British Prime Minister Theresa May is to hold a crucial meeting of her Cabinet at Chequers today in an attempt to find final agreement on what sort of economic relationship Britain is to have with the European Union after it leaves in March 2019.

​The Prime Minister has repeatedly committed her government to withdrawing the UK from the European Customs Union as well as the Single Market and the jurisdiction of the European Court of Justice, as laid out in her 2017 Lancaster House speech.

With her own leadership potentially hanging on the result of the meeting, the PM has developed a so-called "third way" compromise, in an attempt to prevent a Cabinet split that could bring her down and collapse the government as well.

The compromise agreement reportedly would enable Britain to set its own trade tariffs but continue to collect duties on behalf of Brussels through a "facilitated customs arrangement," that would rely on as-yet unspecified technology to apply the correct tariff depending on where products are destined.

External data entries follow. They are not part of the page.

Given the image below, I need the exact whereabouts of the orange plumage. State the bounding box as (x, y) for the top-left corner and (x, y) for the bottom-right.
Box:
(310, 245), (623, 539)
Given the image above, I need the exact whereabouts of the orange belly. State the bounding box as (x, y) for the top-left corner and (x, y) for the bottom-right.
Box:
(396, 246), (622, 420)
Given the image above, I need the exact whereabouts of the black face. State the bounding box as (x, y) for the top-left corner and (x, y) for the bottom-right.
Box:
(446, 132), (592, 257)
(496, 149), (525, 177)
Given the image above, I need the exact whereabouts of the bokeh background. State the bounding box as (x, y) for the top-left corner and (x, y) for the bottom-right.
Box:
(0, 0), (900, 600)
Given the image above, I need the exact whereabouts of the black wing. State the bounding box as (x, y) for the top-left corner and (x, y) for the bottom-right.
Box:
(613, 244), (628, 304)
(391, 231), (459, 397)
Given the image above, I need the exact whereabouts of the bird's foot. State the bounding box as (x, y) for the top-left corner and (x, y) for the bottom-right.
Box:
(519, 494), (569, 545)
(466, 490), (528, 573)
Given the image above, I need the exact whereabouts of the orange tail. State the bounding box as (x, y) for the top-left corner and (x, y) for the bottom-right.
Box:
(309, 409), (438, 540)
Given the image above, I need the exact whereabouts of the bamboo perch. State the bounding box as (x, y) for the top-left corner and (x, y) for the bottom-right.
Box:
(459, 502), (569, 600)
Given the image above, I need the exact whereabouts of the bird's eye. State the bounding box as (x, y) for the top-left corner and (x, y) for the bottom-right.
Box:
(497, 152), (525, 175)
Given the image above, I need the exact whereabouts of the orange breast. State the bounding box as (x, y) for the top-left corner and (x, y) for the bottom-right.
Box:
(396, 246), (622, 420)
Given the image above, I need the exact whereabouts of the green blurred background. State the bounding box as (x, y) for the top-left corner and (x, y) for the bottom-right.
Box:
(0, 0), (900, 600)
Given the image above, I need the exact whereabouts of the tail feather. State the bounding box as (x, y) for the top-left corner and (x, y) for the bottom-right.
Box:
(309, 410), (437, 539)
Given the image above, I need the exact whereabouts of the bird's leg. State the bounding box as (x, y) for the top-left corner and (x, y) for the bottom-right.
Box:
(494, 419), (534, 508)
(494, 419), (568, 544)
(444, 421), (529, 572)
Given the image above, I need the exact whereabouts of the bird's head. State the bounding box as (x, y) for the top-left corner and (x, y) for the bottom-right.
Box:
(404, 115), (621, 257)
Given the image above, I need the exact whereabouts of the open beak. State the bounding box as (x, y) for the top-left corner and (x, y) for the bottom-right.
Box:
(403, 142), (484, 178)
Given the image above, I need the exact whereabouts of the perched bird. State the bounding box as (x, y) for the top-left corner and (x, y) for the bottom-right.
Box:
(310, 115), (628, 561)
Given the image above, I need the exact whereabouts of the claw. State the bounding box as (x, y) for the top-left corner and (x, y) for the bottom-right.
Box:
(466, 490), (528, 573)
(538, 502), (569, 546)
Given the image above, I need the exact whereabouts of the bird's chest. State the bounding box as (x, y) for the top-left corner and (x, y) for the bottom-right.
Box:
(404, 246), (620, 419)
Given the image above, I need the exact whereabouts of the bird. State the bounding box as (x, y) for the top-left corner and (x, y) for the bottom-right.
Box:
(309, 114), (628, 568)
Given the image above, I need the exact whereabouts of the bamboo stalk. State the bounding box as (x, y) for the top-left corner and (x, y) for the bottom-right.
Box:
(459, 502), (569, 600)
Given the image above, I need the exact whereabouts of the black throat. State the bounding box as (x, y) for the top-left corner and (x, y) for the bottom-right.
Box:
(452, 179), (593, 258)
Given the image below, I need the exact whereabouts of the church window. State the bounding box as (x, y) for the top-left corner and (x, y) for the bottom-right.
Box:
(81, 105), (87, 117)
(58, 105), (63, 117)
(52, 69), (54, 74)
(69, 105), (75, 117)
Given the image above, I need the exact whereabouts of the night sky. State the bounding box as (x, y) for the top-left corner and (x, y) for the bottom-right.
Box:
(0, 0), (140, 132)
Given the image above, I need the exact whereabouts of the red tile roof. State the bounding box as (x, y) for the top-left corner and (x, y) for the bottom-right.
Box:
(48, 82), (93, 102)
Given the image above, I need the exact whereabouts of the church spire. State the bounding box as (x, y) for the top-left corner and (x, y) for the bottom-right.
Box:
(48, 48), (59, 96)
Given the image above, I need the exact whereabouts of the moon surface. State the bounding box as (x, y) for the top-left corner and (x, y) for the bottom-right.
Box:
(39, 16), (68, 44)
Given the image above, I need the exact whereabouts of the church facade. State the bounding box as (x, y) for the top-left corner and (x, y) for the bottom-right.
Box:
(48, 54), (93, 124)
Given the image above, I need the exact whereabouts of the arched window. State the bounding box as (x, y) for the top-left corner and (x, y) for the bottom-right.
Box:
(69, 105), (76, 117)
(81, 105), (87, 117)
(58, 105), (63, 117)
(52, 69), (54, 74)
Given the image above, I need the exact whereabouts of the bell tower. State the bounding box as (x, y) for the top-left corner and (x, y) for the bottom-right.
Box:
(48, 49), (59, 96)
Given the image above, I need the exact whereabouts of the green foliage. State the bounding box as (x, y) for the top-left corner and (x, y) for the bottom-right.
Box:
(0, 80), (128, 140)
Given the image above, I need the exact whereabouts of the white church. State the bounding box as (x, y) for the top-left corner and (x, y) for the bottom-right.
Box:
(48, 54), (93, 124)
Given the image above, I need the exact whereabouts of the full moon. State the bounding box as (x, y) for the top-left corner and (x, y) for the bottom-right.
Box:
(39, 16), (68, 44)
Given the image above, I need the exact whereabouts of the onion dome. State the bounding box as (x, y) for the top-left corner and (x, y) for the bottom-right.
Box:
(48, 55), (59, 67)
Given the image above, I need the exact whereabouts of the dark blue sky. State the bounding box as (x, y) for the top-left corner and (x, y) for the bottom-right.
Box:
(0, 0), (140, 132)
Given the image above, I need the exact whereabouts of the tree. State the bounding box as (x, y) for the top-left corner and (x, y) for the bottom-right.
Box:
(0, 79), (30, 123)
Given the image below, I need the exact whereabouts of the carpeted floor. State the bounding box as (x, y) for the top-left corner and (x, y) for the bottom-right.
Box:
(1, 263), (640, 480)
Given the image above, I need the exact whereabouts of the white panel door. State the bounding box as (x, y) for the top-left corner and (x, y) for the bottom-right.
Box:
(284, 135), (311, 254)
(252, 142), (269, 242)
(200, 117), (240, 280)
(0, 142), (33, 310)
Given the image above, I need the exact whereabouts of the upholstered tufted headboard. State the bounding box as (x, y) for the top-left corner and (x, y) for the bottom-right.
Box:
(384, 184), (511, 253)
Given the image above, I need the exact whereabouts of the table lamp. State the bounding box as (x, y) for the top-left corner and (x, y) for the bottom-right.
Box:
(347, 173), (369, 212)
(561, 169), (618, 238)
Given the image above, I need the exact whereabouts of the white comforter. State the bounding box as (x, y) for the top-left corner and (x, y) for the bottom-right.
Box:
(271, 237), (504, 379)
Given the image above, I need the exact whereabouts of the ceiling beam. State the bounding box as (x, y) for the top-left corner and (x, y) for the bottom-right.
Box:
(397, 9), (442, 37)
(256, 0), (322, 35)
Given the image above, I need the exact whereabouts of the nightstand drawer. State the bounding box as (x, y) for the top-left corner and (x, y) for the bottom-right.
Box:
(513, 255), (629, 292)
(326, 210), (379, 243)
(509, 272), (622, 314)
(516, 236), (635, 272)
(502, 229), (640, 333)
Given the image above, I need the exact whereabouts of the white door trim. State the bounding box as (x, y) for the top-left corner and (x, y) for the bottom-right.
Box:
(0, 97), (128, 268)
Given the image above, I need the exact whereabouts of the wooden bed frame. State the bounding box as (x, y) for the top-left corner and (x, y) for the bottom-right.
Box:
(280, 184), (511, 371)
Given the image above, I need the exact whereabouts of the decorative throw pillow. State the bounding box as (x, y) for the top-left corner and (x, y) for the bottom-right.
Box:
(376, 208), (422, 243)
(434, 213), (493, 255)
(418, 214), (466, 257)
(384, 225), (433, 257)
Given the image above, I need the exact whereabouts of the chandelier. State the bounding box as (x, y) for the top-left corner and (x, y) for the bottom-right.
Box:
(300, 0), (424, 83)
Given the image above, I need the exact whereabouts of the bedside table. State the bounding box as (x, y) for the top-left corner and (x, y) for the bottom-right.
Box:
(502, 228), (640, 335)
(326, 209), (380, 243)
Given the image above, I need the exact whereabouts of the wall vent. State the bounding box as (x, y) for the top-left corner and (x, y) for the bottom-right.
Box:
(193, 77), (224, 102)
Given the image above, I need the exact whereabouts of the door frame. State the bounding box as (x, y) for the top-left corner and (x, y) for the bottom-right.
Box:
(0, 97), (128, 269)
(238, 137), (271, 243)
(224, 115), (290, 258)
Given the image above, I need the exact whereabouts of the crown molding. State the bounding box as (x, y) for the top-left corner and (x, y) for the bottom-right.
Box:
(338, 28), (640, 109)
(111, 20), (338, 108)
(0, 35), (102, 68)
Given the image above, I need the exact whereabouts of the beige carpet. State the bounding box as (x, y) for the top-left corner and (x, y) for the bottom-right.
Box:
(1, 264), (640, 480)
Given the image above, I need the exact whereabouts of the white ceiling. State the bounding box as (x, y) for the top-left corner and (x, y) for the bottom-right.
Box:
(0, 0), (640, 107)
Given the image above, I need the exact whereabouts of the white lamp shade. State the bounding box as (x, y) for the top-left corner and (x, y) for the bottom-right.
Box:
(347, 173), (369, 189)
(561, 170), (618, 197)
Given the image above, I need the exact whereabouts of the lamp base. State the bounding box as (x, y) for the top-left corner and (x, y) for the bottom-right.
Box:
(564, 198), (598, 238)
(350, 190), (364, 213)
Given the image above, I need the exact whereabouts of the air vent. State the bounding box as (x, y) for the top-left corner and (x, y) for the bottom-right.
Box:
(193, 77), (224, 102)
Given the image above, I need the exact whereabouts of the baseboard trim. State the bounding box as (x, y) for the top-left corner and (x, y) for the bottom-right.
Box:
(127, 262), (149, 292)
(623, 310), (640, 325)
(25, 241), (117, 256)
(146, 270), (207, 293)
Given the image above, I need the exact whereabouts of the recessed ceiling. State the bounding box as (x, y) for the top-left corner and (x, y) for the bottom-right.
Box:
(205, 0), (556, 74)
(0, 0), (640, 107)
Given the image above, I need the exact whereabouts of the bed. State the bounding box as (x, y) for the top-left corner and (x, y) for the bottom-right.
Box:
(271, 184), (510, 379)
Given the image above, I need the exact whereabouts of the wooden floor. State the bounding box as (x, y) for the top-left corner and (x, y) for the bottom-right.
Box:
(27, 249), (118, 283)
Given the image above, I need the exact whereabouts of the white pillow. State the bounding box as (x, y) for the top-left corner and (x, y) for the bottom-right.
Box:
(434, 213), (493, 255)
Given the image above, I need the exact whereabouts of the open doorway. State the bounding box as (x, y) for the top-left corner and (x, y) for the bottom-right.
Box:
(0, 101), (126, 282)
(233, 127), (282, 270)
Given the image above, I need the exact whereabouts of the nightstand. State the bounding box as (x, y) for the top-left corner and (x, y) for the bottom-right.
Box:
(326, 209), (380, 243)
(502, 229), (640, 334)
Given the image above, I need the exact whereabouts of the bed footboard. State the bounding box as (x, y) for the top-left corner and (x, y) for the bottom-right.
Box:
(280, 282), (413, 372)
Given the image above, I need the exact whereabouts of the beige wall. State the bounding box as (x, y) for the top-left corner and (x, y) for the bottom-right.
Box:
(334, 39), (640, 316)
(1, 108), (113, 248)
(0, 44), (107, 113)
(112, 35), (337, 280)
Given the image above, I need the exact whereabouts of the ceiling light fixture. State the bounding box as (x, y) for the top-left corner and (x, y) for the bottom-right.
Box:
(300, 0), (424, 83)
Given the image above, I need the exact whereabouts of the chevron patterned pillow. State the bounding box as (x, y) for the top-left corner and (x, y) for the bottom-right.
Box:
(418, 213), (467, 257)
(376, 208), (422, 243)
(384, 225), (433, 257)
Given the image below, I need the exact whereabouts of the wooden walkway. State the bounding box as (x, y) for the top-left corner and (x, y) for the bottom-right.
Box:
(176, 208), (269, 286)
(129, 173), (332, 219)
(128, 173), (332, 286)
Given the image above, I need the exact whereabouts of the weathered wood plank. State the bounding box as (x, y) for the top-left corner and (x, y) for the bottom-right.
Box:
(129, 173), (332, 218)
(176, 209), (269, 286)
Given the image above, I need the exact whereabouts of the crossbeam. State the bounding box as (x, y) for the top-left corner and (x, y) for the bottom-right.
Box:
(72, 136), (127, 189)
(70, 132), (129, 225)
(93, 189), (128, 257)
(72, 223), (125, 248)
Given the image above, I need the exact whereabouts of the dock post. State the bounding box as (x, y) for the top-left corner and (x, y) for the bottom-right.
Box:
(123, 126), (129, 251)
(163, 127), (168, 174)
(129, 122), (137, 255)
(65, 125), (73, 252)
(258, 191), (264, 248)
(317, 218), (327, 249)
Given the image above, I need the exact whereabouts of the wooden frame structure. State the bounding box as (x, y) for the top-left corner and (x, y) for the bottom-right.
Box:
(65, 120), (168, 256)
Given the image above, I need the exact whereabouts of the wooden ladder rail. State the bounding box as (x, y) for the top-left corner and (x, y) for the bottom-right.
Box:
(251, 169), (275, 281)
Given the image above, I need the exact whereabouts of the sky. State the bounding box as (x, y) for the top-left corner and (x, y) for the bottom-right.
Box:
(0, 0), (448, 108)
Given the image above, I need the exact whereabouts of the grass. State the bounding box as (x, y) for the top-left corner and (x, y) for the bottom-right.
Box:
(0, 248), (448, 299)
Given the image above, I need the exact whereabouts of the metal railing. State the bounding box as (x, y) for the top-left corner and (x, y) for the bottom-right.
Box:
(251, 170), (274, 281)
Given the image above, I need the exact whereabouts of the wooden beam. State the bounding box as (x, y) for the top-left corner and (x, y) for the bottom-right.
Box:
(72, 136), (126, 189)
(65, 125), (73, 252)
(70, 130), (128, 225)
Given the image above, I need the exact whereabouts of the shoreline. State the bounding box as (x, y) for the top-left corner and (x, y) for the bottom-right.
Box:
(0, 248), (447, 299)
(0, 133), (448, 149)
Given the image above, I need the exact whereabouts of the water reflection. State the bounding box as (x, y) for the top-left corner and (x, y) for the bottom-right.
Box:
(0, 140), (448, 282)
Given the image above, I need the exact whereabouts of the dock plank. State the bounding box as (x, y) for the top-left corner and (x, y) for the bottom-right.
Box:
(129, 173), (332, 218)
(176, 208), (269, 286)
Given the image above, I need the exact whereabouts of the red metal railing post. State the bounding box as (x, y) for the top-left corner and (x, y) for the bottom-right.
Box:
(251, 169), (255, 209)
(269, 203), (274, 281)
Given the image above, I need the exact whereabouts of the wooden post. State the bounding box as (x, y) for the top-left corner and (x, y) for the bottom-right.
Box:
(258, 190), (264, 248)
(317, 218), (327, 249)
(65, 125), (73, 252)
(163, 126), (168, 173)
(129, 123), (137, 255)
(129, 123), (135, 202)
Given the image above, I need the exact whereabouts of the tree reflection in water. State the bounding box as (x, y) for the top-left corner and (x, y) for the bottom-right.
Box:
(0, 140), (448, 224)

Such as a solution could also avoid the need for customs checks at the Northern Irish border which has been among the most serious long-running sticking points between London and Brussels.

Britain would also retain a "common rulebook" with Europe on industry standards, or what has also been called "regulatory alignment" and which "hard Brexiteers" have dismissed as Britain remaining in the Single Market in all but name. Such alignment would include penalties for "regulatory divergence" but leave Britain some room to strike independent trade deals outside the European Union.

Mrs May has spent much of the last year caught in an escalating battle between opposing camps of her Cabinet, those who want to retain as close an economic relationship with Europe as possible, led by Chancellor of the Exchequer Phillip Hammond, and those wanting a complete economic and political separation, led by Brexit Secretary David Davis and International Trade Secretary Liam Fox.